Roderick was obviously drunk and yelling at a frightened Chenoa; she had overcooked his evening meal and had to face her punishment. The boys were startled when the vicar threw his glass across the room and reached for a birch cane by the hearth. He grabbed Chenoa and ripped the front of her tunic from neck to hem, leaving her standing naked and trembling. He wrestled out of his waistcoat and began whipping Chenoa’s breasts as she whimpered. Purple welts appeared on her chest and bloody droplets trickled down her belly. The vicar dropped the whip and began licking the blood and hungrily sucking Chenoa’s breasts, all the while roughly shoving his fingers inside her. Sweating and breathing heavily, Roderick twisted Chenoa around and entered her from behind, fiercely plunging into her over and over until he cried out like an animal. When he was done he pushed her to the floor.

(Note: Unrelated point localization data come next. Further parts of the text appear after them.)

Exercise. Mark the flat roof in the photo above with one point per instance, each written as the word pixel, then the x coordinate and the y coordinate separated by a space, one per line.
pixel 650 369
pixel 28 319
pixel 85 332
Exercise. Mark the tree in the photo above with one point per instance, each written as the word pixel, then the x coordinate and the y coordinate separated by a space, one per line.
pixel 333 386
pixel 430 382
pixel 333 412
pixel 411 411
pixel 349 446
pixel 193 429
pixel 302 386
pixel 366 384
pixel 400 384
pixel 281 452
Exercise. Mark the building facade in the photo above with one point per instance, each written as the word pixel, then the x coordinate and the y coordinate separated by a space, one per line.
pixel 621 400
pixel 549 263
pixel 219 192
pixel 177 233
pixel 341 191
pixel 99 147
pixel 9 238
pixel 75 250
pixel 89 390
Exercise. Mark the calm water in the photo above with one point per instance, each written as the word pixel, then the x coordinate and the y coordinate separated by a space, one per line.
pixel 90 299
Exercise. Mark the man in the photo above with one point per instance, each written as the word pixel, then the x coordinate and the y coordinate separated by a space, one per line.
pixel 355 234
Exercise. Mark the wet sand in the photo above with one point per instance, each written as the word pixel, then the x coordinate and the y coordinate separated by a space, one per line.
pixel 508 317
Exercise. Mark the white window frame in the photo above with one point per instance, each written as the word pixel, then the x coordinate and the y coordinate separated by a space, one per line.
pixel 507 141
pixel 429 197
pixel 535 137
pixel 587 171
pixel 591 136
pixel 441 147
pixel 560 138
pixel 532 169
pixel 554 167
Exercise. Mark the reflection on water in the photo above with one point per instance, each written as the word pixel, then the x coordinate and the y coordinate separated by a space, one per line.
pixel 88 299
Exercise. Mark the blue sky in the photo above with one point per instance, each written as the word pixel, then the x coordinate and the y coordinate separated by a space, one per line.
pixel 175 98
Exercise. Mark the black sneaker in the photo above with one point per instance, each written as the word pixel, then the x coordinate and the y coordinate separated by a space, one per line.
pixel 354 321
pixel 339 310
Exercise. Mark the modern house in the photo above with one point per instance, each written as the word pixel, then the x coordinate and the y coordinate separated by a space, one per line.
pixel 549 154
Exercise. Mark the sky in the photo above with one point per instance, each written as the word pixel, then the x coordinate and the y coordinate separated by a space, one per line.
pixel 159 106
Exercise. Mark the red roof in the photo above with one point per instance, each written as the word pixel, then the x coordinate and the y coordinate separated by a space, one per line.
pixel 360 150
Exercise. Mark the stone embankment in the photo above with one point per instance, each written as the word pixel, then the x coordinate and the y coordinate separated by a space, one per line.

Scared out of their wits and afraid of being caught, the boys rowed home as fast as possible and told their parents what they had witnessed. The next morning the men reported the night’s horrendous events to the sheriff. They rowed out to investigate, shocked to discover the old church and annex house burned to the ground, still smoldering. Roderick was dead, sprawled just outside the door. An arrow stuck angrily out of his back and he had been scalped; there was no sign of Chenoa. No tears were shed for the ungodly vicar. The sheriff announced he wasn’t going to bother searching for the woman. As far as everyone was concerned, judgement had been served.

On a warm June morning the village women went berry picking by the river. They cried out in horror at the tragic sight before them: a despondent Chenoa had hanged herself from an oak tree across the Annisquam River. The papoose on her back cradled a sleeping infant with reddish hair and a tiny hawk-like nose. A scribbled note tucked inside read: “God forgive me. I cannot bear to look at him.”